(Before the War.)

384. The law of the strong holds good everywhere.—General v. Bernhardi, G.N.W., p. 18.

385. What does right matter to me? I have no need of it. What I can acquire by force, that I possess and enjoy; what I cannot obtain, I renounce, and I set up no pretensions to indefeasible right.... I have the right to do what I have the power to do.—M. Stirner, D.E.S.E., p. 275.

386. Might is the supreme right, and the dispute as to what is right is decided by the arbitrament of war. War gives a biologically just decision.—General v. Bernhardi, G.N.W., p. 23.

387. Let it not be said that every people has a right to its existence (Bestand), its speech, &c.
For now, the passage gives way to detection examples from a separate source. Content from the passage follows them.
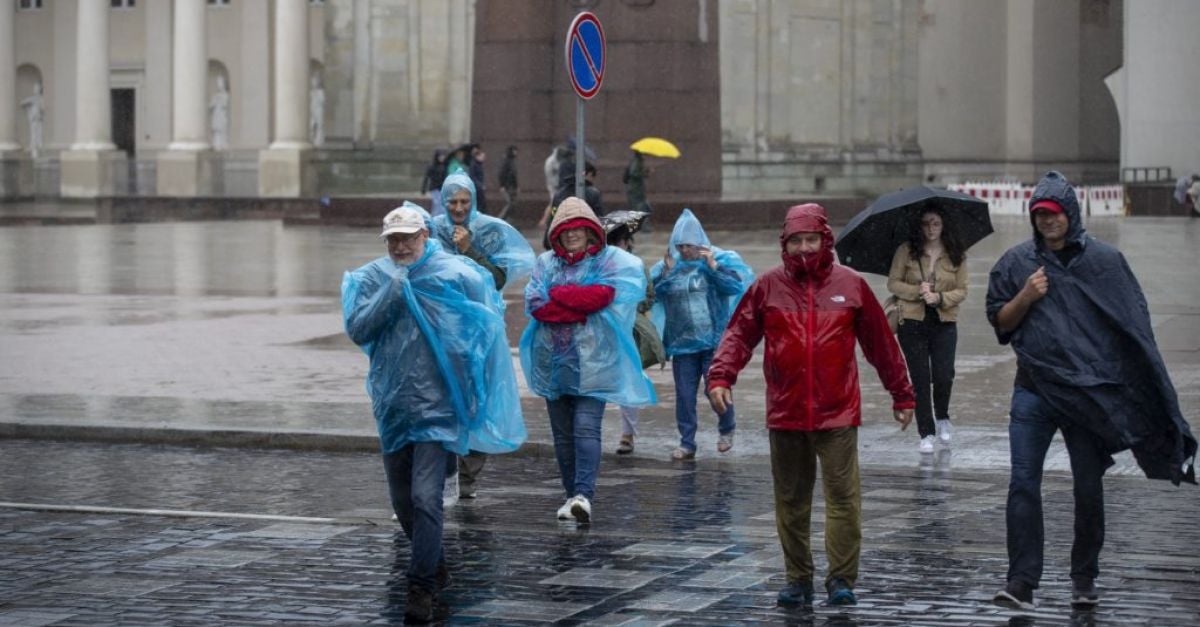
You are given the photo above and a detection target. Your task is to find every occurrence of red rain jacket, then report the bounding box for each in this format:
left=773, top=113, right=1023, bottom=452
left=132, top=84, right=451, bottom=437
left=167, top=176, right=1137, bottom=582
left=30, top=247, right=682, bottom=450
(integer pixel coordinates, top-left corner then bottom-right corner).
left=708, top=204, right=917, bottom=431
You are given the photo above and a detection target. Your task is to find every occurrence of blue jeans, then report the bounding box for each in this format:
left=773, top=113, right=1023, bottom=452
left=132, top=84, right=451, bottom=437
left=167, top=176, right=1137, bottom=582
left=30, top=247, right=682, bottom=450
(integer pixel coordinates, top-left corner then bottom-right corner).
left=383, top=442, right=458, bottom=592
left=546, top=396, right=604, bottom=501
left=671, top=351, right=737, bottom=450
left=1006, top=386, right=1110, bottom=587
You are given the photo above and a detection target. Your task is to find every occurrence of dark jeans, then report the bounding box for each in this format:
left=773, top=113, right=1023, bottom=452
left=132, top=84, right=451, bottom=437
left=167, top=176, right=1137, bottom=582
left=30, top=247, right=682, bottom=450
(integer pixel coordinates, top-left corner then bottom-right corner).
left=768, top=426, right=863, bottom=587
left=1006, top=386, right=1109, bottom=587
left=896, top=318, right=959, bottom=437
left=546, top=396, right=605, bottom=501
left=383, top=442, right=457, bottom=592
left=671, top=351, right=737, bottom=452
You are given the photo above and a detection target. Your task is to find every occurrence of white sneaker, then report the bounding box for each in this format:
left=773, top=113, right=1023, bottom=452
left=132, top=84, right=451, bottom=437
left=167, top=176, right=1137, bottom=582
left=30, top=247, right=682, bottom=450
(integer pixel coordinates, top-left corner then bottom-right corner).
left=937, top=420, right=954, bottom=447
left=442, top=472, right=458, bottom=509
left=568, top=494, right=592, bottom=525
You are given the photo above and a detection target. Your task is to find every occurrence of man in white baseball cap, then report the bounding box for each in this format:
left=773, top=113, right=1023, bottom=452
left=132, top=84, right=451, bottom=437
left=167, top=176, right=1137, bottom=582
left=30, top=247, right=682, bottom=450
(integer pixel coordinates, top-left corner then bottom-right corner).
left=342, top=203, right=526, bottom=623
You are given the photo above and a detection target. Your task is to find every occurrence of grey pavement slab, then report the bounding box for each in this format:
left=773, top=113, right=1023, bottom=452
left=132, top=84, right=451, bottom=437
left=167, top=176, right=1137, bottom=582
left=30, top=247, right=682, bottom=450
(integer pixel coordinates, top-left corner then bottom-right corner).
left=0, top=440, right=1200, bottom=627
left=0, top=217, right=1200, bottom=476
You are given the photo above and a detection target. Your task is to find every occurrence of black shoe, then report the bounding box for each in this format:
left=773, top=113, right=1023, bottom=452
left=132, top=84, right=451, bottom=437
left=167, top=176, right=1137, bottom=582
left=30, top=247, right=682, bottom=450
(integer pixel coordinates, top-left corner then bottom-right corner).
left=991, top=579, right=1037, bottom=610
left=826, top=578, right=858, bottom=605
left=1070, top=578, right=1100, bottom=609
left=436, top=562, right=452, bottom=591
left=775, top=581, right=812, bottom=609
left=404, top=586, right=433, bottom=625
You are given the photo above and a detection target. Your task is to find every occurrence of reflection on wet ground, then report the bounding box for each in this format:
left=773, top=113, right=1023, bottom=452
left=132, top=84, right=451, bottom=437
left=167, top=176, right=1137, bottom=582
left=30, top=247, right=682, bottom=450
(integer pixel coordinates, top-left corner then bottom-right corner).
left=0, top=441, right=1200, bottom=627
By making play with this principle, one may put on a cheap appearance of civilization, but only so long as the people in question ... does not stand in the way of any more powerful people.—J.L. Reimer, E.P.D., p. 129.

388. It is a persistent struggle for possessions, power and sovereignty that primarily governs the relations of one nation to another, and right is respected so far only as it is compatible with advantage.—General v. Bernhardi, G.N.W., p. 19.

389. The earth is constantly being divided anew among the strong and powerful. The smaller peoples disappear; they are necessarily absorbed by their larger neighbours.—Prof. E. Hasse, D.G., p. 169.

(After July, 1914.)

390. It is a base calumny to attribute to us the brutal principle that might is equivalent to right.—Prof. F. Meinecke, D.R.S.Z., No. 29, p. 23.

391. In the age of the most tremendous mobilization of physical and spiritual forces the world has ever seen, we proclaim—no, we do not proclaim it, but it reveals itself—the Religion of Strength.—Prof. A. Deissmann, D.R.S.Z., No. 9, p. 24.